I am the first to admit that my philosophy of classroom management is a little bit lofty. The education system is full of promises of good behaviour and respect through clip charts or classroom currency. While incentives can be a huge lifesaver in difficult situations, a classroom driven by learning is built and nurtured from the ground up. Simple rules, routines and expectations, consistently enforced, make for a happy and comfortable classroom.
The prepared environment.
The prepared environment is one of the cornerstones of a Montessori education. The North American Montessori Teachers' association defines the prepared environment as the "concept that the environment can be designed to facilitate maximum independent learning and exploration by the child". It is not only the physical classroom that is involved in this massive and deliberate preparation. The role of the teacher in setting the tone of the classroom is key to the prepared environment. Developing deep, meaningful, and lasting connections with students is the beginning of a long process to develop a safe classroom.
I do this through greeting the children through eye contact and handshakes in the morning, and long work periods where I can work individually with my children as I need. I develop connections with parents through greeting them at the door, frequent updates via email and our social media. Being aware of my students' emotional and physical needs will determine what practices to follow in order to support the whole child. As an example, if I have a student with separation anxiety, I create a "goodbye and hello" plan, where the child eases into work with the help of a visual schedule or "transition box" with favourite pictures and toys from home. A child who frequently burst with the need to tell a story will be given many opportunities to converse freely on a topic while learning when to stay quiet (during a circle time) and show respect (when another student is speaking).

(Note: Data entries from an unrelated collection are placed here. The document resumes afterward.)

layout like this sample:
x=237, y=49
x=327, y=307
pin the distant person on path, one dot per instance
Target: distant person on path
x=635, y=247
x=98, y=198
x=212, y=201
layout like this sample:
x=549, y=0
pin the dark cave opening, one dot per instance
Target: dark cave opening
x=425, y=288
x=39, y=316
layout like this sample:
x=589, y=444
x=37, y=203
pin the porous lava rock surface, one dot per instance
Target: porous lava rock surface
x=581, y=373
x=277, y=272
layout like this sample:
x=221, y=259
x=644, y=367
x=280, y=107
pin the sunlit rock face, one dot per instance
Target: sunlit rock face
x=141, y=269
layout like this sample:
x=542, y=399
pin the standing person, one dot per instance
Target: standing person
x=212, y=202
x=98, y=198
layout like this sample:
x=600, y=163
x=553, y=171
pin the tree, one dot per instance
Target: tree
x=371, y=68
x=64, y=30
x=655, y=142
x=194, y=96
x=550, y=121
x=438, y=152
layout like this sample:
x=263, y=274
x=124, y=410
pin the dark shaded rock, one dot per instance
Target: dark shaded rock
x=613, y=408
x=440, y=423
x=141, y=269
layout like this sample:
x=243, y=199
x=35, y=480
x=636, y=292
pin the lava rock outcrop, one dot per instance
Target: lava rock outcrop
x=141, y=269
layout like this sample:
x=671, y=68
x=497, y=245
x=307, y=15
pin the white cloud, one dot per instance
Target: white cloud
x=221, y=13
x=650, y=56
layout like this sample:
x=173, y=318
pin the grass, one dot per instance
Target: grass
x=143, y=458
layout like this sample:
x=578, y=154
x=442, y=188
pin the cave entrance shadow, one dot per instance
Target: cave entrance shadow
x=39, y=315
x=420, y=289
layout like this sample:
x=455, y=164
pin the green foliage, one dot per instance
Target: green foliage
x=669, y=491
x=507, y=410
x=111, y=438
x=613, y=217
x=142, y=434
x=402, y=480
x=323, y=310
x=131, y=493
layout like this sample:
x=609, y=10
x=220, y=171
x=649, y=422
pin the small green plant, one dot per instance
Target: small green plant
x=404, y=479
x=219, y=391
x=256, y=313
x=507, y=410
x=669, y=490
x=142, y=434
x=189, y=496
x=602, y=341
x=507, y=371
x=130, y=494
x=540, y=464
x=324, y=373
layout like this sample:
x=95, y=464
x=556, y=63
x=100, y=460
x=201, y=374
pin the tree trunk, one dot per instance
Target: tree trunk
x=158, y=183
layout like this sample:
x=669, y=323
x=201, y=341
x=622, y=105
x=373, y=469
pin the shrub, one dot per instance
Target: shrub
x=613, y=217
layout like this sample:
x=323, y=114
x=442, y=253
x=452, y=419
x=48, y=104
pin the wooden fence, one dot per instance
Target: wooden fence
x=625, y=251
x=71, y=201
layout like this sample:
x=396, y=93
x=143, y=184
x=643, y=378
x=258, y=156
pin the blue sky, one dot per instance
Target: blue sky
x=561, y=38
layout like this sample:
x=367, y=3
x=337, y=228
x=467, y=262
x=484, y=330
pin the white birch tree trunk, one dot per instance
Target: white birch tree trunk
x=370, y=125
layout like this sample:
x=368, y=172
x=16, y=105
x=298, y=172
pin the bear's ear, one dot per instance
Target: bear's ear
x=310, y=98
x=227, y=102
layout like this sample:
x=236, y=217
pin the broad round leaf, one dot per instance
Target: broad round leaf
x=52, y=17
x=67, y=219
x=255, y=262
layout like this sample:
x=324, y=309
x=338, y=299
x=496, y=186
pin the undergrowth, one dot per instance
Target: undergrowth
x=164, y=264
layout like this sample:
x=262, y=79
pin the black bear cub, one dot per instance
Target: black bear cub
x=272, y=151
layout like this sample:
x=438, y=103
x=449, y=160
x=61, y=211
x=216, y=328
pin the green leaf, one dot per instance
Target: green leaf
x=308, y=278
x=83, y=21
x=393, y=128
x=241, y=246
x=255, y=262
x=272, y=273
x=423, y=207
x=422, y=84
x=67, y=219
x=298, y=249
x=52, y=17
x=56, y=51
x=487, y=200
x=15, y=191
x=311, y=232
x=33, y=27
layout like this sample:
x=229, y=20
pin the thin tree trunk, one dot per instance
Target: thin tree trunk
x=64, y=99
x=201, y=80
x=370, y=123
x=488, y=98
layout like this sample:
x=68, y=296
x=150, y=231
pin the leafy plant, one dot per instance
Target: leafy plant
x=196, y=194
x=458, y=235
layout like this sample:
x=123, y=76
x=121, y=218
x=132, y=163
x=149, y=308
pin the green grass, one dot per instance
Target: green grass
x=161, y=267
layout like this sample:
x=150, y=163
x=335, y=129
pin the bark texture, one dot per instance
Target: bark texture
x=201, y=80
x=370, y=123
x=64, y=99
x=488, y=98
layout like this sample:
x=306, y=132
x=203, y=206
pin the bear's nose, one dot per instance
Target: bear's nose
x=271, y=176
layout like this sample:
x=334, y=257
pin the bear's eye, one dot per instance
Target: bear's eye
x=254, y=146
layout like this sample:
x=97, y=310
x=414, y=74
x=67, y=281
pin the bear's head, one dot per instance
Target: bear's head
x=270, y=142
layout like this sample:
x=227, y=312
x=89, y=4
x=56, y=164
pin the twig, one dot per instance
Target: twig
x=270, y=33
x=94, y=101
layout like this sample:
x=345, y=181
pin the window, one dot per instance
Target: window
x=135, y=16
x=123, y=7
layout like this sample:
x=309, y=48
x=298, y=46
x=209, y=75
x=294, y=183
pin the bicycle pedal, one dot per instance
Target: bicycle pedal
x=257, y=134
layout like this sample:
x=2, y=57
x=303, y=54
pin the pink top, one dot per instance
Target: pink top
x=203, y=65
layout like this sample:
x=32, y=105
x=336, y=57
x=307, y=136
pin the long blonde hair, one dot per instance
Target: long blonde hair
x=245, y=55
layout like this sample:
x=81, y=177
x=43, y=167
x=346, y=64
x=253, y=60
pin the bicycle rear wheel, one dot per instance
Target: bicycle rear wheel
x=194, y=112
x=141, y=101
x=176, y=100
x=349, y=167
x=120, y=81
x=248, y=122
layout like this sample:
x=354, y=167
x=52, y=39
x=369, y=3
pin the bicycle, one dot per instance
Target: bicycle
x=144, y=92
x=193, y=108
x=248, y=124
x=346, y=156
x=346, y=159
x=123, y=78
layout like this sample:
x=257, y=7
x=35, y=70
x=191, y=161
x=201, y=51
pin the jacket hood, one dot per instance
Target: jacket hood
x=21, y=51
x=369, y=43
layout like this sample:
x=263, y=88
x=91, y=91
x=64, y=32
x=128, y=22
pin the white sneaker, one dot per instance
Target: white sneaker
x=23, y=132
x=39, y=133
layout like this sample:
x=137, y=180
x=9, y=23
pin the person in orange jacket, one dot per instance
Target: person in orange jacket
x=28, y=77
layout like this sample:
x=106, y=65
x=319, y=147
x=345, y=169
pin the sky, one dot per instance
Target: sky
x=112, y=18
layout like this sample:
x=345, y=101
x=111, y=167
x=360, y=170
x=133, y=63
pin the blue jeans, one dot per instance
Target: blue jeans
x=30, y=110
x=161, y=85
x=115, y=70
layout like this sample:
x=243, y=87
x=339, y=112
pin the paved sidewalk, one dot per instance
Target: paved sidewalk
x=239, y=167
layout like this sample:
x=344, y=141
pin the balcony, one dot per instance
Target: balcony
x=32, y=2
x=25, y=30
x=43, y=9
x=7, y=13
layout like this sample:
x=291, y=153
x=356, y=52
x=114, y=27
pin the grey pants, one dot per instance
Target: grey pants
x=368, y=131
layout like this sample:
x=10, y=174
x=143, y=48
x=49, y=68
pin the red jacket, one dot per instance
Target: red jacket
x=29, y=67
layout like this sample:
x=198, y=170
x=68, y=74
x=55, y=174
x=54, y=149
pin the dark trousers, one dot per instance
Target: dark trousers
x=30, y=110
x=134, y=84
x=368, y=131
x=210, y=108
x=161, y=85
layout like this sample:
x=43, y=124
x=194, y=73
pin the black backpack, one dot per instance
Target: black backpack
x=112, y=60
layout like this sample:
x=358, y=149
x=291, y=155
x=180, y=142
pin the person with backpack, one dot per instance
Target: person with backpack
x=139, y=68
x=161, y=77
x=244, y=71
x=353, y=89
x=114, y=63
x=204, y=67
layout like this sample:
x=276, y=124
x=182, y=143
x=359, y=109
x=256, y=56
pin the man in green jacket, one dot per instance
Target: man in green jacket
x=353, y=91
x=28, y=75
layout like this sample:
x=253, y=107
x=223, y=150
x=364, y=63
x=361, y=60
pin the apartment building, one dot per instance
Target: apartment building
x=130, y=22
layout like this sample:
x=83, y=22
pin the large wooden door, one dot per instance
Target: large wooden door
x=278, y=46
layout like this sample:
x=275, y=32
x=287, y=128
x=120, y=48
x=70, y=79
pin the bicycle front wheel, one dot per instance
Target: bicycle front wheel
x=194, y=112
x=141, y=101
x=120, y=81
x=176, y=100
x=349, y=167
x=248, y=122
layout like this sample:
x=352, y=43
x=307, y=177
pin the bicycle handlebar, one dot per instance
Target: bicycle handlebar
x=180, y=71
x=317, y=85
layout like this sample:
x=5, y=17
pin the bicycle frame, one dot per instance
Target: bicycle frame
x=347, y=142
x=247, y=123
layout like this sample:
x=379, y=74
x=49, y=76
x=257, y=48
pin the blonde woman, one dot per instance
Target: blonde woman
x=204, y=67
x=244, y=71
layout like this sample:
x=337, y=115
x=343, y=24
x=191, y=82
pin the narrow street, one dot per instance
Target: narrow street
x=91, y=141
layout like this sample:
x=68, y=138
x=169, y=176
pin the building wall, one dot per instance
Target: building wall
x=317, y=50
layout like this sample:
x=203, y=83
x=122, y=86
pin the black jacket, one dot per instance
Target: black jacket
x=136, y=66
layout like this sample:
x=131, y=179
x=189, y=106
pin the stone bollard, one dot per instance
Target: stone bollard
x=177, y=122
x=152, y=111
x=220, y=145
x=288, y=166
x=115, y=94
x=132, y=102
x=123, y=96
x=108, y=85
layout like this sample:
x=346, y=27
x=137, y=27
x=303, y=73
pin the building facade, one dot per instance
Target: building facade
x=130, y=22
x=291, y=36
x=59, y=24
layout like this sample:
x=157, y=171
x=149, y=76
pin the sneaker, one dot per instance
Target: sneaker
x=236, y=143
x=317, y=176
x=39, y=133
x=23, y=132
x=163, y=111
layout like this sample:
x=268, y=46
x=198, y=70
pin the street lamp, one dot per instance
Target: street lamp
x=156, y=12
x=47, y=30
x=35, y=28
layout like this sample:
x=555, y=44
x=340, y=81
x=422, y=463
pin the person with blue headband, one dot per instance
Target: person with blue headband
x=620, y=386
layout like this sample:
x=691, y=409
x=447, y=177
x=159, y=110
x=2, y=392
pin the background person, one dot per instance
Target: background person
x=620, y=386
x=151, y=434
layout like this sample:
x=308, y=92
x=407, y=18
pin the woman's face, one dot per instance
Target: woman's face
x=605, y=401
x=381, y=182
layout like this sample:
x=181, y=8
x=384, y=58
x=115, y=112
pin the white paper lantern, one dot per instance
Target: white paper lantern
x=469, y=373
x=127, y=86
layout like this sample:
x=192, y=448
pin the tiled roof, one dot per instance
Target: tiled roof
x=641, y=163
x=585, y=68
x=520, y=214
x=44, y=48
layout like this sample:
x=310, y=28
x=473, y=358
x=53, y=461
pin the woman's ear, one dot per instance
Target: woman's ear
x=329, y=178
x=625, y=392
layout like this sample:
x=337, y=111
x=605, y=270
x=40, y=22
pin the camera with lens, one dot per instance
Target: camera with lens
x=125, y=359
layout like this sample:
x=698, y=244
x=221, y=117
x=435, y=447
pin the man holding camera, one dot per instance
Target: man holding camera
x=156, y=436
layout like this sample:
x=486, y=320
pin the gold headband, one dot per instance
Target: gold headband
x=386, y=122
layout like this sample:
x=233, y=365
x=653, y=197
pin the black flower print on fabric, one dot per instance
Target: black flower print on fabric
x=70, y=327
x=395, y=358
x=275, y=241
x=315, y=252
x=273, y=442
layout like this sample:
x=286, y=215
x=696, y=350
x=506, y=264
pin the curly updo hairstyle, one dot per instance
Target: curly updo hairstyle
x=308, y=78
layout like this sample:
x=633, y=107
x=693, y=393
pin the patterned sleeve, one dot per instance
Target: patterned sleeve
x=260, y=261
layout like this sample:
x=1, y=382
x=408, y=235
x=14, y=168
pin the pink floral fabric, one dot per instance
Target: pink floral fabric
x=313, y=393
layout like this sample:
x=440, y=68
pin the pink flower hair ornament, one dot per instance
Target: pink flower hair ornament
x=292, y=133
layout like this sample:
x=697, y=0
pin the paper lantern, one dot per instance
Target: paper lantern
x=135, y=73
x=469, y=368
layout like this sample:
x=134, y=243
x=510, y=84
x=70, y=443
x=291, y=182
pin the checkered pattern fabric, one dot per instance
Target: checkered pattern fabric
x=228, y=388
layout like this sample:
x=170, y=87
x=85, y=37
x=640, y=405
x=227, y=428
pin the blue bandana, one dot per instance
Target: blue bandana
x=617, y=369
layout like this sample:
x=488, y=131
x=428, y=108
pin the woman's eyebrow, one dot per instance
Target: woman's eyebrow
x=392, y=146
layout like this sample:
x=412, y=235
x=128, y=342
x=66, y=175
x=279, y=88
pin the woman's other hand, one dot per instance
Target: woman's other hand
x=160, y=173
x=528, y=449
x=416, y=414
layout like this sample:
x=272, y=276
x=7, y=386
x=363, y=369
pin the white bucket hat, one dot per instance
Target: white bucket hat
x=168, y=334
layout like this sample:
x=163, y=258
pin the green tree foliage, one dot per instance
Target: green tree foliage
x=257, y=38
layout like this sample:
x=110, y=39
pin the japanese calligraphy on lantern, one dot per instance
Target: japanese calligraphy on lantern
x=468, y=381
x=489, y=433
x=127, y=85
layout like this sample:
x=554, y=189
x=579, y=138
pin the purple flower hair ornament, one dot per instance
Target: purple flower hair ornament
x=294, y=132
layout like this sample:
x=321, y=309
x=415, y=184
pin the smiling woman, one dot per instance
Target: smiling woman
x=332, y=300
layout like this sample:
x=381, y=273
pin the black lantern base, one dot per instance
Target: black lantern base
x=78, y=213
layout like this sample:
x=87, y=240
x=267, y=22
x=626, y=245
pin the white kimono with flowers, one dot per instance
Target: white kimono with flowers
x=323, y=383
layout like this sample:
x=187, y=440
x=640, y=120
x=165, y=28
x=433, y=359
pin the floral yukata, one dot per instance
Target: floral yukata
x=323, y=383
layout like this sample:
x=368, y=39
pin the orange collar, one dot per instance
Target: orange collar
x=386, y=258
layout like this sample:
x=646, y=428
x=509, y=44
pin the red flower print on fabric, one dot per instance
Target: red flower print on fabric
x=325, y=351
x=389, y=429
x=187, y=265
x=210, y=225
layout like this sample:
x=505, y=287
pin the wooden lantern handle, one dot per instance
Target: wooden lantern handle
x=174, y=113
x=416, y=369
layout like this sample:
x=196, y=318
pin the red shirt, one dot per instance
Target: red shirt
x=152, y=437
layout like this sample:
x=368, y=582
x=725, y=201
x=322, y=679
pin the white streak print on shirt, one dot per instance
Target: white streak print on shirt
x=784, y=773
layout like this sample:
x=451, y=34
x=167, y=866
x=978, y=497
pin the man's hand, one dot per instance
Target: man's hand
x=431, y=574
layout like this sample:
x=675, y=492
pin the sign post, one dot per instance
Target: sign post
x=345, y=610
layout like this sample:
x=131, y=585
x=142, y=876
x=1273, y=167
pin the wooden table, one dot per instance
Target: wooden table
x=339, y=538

Natural consequences and learning from mistakes.
My first rule in my classroom is the "golden rule" that passes through all cultures. "Do only what you would like to have done to you" (this goes very well with "hands to yourself" and "if you have nothing nice to say, say nothing at all"). Building the relationships between my children and demonstrating respect for them and the classroom is at the forefront of my head. My natural consequences system is in tune with a principle I learned with my work as an early childhood educator. I make very clear from the first day that if someone is hurt, physically or emotionally, there will be a natural consequence that follows. This may be doing something kind for the injured child, such as drawing a picture for them or working kindly together during a work period. On a smaller scale, children who break materials are to fix them, or replace them as needed.
Honoring the child.
Children are learning to understand the multitude of emotions that claw at them. A child who is told to leave her unfinished work to come to the carpet for circle time may cry or show anger, demonstrating not necessarily a stubbornness or dislike of circle, but a strong need for order and completion. The best way to honor a child as they grow is to connect and empathize - "I know you wanted to finish your puzzle. I don't like to leave things unfinished either. But I know that my puzzle will be back when I am done with the circle, and I can finish it at work time. You can choose to join us at circle, or sit quietly in the peace corner until you are ready to join us again." Honoring the child in a positive way is also important. Drawing attention to the good qualities and praising is vital to their growth. I learned from an influential family member to "praise ten times as much as you correct". This is a challenge for me, as with some children it can be difficult to find praise. Patience is key, and eventually something worthy of applause (or at least a thank you).